Intentionally sloppy vs. inexperienced/tired/overworked/ADHD sloppy
I'd say I probably had a handful of such colleagues out of roughly ~70 devs I've worked with. They were all good people though, and had different reasons for their "sloppyness," but I think it kinda boiled down to being slightly more insecure and egotistical, or self-serving than I'm personally comfortable with (not that I hold it against them; all these traits are gradients). One was very open that he doesn't care about maintenance burden, and couldn't understand why I'm frustrated by the idea of amalgamated hacks. It was just the cost doing business to him. I sometimes think about this attitude and the wonder of I'd be happier by caring less about quality and maintainability than I do right now.
There's other components to all the other kinds you listed, IMO. People who are inexperienced tend to learn from their mistakes and don't repeat them (or at least try not to) once they know better. People who are tired/burnt out also show this indirectly outside of code in different ways.

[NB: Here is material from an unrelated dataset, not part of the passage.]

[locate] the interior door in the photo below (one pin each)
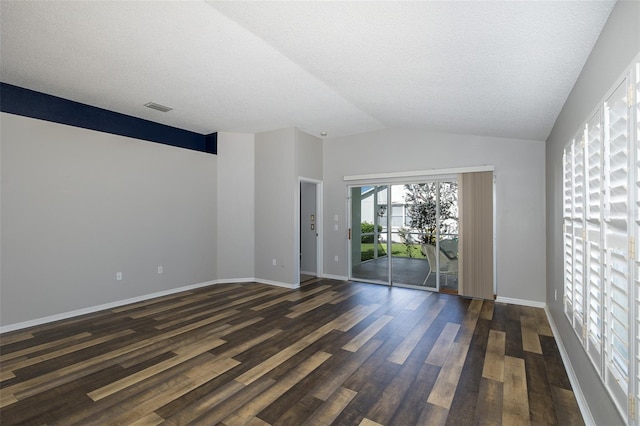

And people with ADHD don't tend to be sloppy in my experience, but they tend to just have a more erratic cadence (depending on how well they can maintain focus), or just be a bit sporadic (ie not get anything done for almost two weeks then have a barrage of PRs on Thursday/Friday).
All of these can be addressed if the person is willing to improve, though.
Probably. Do they get paid any less than you? At the end of the day it’s your employer that benefits from your commitment to quality, not you. Your employer is also the one paying your colleague, so unless your his/her boss it’s not really you who gets to judge the quality of their work.
Like you said, it is a gradient. We are all a bit different, in my work it was much more beneficial to me and everyone involved to just understand each other honestly, without judgement. That way it is much easier for everyone to find a good path to work happily and grow as people.
Some do not want to improve that much and I still think it's ok as long as it doesn't hinder anyone else's work. They may get switched to simpler and less challenging work over time but there's usually plenty of that to go around.